My simple functions were to compare the result with the gfortran compiler sum() function. I thought that the Fortran sum could not be less precise than R. I was wrong. I am impressed. The R sum does in fact match the result if we use the Kahan algorithm.

P.

I am glad to see that R sum() is more accurate than the gfortran compiler sum.

On 16/03/18 11:37 AM, luke-tier...@uiowa.edu wrote:
Install the gmp package, run your code, and then try this:

bu <- gmp::as.bigq(u)
bs4 <- bu[1] + bu[2] + bu[3] + bu[4] + bu[5]
s4 <- as.double(bs4)
s1 - s4
##  [1] 0
s2[[2]] - s4
##  [1] 7.105427e-15
s3 - s4
##  [1] 7.105427e-15
identical(s1, s4)
##  [1] TRUE

`bs4` is the exact sum of the binary rationals in your `u` vector;
`s4` is the closest double precision to this exact sum.

Looking at the C source code for sum() will show you that it makes
some extra efforts to get a more accurate sum than your simple
version.

Best,

luke

On Fri, 16 Mar 2018, Pierre Chausse wrote:

Hi all,

I found a discrepancy between the sum() in R and either a sum done in C or Fortran for vector of just 5 elements. The difference is very small, but this is a very small part of a much larger numerical problem in which first and second derivatives are computed numerically. This is part of a numerical method course I am teaching in which I want to compare speeds of R versus Fortran (We solve a general equilibrium problem all numerically, if you want to know).
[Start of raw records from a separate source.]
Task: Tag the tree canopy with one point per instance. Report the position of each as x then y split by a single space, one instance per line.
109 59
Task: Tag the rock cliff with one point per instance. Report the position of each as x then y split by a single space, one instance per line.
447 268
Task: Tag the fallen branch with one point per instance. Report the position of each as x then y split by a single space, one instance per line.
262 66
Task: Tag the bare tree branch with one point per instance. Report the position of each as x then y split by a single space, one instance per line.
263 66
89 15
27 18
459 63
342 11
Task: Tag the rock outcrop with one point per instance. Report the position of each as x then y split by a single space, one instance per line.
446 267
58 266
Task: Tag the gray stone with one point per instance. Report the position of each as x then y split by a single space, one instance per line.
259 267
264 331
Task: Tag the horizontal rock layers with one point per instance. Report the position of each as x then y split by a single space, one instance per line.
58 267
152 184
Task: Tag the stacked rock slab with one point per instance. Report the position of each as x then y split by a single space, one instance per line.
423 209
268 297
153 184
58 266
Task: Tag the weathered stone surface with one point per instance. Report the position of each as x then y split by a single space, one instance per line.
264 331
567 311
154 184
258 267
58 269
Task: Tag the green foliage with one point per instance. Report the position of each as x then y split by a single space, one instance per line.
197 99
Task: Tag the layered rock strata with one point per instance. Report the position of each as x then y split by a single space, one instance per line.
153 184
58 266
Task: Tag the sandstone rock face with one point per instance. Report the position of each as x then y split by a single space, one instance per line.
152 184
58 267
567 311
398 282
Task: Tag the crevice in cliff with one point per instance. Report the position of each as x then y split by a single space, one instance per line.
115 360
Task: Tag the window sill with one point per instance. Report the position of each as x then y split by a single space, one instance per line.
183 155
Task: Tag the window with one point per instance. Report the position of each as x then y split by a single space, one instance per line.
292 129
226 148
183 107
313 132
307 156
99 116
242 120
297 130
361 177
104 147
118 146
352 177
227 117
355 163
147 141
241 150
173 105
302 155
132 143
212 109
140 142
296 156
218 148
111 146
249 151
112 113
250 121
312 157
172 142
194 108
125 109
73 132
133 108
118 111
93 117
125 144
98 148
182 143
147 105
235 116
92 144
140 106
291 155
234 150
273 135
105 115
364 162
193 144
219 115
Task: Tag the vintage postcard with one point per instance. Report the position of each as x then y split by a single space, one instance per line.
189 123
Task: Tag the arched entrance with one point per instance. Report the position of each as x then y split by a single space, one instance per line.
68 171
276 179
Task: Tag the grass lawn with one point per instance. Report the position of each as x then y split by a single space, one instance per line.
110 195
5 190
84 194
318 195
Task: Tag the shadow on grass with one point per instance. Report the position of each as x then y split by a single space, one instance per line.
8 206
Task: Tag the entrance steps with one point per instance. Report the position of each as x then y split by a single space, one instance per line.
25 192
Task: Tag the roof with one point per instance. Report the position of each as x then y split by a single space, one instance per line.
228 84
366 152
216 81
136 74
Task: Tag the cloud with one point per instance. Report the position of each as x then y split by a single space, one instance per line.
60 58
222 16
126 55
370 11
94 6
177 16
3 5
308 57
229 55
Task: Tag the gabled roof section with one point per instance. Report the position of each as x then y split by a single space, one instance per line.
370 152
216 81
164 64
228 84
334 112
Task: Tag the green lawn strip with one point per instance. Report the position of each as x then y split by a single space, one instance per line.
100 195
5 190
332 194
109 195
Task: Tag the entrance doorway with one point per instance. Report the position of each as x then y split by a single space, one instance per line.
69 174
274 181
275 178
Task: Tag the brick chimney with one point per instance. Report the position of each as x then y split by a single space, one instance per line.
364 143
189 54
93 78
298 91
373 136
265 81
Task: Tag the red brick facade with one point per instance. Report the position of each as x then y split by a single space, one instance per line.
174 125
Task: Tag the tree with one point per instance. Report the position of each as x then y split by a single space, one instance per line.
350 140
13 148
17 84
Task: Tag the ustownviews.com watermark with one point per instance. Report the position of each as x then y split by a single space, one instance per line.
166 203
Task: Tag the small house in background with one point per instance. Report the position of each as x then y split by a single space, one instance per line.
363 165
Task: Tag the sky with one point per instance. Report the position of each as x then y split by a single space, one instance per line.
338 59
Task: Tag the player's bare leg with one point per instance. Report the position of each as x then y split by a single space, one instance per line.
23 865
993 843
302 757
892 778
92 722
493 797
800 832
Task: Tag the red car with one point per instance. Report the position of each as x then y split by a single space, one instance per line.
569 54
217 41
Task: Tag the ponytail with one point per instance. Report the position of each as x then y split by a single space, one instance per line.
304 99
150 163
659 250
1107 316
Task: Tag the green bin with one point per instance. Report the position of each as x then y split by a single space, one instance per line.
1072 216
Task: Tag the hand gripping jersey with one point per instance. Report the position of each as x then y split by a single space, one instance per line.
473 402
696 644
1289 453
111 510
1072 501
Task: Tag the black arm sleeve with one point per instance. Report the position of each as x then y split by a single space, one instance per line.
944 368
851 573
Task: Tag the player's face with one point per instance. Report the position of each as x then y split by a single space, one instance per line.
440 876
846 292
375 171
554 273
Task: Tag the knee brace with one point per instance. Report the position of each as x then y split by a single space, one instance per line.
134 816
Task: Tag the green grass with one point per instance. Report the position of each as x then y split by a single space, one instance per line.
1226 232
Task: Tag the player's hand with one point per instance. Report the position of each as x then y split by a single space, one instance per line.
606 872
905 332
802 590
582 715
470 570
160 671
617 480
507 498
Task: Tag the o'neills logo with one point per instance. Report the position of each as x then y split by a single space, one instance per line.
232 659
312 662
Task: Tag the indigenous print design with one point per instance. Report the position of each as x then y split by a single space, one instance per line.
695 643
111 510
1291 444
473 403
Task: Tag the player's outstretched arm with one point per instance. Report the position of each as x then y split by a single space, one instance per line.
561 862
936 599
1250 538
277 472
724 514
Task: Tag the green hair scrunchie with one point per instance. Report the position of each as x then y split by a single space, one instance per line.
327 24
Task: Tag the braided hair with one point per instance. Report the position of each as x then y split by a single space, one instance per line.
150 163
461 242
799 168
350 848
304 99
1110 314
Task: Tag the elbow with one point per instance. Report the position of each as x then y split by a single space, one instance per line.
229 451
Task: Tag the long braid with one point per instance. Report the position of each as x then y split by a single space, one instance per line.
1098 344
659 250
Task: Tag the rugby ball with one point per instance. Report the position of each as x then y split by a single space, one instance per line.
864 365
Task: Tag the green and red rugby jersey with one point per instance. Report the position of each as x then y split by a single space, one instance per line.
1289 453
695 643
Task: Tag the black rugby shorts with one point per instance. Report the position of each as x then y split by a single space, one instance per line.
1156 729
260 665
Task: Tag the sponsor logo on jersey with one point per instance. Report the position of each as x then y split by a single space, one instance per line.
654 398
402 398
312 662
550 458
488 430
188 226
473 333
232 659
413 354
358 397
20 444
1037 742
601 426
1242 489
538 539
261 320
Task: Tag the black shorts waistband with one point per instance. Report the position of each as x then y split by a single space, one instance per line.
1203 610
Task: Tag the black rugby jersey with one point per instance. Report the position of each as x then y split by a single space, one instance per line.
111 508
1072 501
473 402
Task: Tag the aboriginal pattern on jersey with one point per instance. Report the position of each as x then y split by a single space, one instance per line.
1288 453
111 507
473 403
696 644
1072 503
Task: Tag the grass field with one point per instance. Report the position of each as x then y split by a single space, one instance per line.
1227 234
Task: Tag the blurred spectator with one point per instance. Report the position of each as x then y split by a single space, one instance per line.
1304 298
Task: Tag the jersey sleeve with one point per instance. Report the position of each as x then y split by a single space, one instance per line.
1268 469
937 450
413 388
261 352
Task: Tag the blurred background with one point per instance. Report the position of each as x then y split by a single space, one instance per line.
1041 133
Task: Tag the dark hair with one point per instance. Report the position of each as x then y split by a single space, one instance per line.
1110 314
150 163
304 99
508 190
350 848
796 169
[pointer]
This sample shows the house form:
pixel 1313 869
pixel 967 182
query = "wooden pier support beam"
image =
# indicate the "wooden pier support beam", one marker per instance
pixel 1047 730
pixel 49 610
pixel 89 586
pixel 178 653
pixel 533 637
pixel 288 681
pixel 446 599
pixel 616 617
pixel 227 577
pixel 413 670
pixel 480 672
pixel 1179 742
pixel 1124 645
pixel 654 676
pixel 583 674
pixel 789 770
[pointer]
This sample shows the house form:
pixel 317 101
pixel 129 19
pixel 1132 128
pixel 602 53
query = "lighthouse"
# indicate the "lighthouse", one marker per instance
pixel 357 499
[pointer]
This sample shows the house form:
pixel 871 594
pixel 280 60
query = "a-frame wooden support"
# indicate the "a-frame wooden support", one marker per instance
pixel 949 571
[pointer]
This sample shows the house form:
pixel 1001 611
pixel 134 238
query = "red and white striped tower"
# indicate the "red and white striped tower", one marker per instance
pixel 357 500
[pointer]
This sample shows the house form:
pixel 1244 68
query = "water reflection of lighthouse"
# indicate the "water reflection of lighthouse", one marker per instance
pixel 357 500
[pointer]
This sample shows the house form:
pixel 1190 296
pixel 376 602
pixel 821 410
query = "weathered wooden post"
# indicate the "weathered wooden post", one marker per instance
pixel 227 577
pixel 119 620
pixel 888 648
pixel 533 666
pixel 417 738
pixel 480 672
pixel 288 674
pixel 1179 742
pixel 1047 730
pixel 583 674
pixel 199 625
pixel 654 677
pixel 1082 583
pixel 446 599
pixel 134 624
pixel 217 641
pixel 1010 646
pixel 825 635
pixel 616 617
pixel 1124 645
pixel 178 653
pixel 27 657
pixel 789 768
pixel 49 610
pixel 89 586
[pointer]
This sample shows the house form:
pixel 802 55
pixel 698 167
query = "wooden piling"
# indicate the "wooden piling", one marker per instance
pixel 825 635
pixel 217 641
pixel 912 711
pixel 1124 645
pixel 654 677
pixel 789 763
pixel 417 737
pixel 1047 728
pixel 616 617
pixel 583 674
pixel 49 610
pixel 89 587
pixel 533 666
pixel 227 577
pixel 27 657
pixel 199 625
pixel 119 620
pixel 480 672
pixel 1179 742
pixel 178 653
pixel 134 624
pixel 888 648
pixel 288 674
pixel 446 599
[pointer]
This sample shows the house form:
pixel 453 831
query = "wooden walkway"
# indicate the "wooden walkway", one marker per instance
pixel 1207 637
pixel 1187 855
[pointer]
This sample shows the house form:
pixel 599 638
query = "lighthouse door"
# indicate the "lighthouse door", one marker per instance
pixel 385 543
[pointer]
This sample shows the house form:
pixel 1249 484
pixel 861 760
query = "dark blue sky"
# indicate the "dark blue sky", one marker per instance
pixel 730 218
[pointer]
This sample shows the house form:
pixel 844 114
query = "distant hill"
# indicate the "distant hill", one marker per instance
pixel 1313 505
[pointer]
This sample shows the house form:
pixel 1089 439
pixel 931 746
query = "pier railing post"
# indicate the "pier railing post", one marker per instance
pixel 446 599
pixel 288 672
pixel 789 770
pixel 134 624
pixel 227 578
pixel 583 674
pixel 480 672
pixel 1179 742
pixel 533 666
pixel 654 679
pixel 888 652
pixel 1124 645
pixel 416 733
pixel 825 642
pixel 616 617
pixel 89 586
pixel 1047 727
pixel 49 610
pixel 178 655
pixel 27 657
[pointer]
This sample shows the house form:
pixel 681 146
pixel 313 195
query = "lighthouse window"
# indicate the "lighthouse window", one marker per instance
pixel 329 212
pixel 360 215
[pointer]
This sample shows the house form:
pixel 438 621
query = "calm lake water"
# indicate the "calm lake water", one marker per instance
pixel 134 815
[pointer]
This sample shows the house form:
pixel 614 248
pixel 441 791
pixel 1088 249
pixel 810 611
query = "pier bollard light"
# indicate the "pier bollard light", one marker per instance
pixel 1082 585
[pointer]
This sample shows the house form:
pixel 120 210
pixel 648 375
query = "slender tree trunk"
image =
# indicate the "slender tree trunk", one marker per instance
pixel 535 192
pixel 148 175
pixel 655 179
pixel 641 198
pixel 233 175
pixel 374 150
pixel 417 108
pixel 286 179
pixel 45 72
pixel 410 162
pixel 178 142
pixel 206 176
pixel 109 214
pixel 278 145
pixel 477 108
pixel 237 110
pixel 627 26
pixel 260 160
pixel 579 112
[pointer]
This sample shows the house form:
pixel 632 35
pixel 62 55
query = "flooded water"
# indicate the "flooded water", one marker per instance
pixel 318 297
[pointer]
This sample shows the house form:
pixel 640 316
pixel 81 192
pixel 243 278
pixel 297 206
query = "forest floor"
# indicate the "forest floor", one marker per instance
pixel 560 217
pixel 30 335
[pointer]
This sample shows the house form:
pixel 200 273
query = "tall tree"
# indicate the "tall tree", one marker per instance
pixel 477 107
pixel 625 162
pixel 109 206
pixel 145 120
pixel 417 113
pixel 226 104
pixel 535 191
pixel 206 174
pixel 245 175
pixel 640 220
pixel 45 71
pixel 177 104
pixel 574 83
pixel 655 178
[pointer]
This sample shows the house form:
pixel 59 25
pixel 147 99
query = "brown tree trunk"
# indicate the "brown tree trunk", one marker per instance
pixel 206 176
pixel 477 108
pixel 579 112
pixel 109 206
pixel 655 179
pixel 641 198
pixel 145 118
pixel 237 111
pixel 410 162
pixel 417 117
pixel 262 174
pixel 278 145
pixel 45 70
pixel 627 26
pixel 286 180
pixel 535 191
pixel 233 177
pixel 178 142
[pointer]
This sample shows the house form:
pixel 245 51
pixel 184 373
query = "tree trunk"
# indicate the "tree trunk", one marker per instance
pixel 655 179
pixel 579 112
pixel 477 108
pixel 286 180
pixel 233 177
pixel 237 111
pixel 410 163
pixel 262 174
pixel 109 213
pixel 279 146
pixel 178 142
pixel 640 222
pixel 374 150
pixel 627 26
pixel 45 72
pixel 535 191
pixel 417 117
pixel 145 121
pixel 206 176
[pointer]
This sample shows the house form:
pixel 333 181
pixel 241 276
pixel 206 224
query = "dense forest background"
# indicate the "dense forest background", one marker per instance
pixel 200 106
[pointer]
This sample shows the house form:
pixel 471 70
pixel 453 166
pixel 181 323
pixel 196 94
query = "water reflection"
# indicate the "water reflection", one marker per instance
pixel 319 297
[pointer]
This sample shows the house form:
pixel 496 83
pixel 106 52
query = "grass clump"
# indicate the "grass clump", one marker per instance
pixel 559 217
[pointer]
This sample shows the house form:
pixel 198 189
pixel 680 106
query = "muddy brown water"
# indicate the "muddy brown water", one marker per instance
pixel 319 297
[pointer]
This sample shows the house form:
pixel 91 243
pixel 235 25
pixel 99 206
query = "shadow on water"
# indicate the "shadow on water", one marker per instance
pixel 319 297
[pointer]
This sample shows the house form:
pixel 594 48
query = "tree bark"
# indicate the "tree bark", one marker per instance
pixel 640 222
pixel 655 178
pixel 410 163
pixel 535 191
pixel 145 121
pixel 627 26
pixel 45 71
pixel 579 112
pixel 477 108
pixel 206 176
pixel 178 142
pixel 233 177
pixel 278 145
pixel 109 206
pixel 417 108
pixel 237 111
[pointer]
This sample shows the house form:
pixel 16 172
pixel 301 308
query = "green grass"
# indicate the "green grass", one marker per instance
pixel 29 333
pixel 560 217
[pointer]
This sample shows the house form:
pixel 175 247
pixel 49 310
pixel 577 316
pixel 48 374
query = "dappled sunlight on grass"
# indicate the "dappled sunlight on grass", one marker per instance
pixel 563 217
Because of this discrepancy, the Jacobian and Hessian in R versus in Fortran are quite different, which results in the Newton method producing a different solution (for a given stopping rule). Since the solution computed in Fortran is almost identical to the analytical solution, I suspect that the sum in Fortran may be more accurate (That's just a guess). Most of the time the sum produces identical results, but for some numbers, it is different. The following example, shows what happens:

set.seed(12233)
n <- 5
a <- runif(n,1,5)
e <- runif(n, 5*(1:n),10*(1:n))
s <- runif(1, 1.2, 4)
p <- runif(5, 3, 10)
x <- c(e[-5], (sum(e*p)-sum(e[-5]*p[-5]))/p[5])
u <- a^(1/s)*x^((s-1)/s)
dyn.load("sumF.so")

u[1] <- u[1]+.0001 ### If we do not add .0001, all differences are 0
s1 <- sum(u)
s2 <- .Fortran("sumf", as.double(u), as.integer(n), sf1=double(1),
              sf2=double(1))[3:4]
s3 <- .C("sumc", as.double(u), as.integer(n), sC=double(1))[[3]]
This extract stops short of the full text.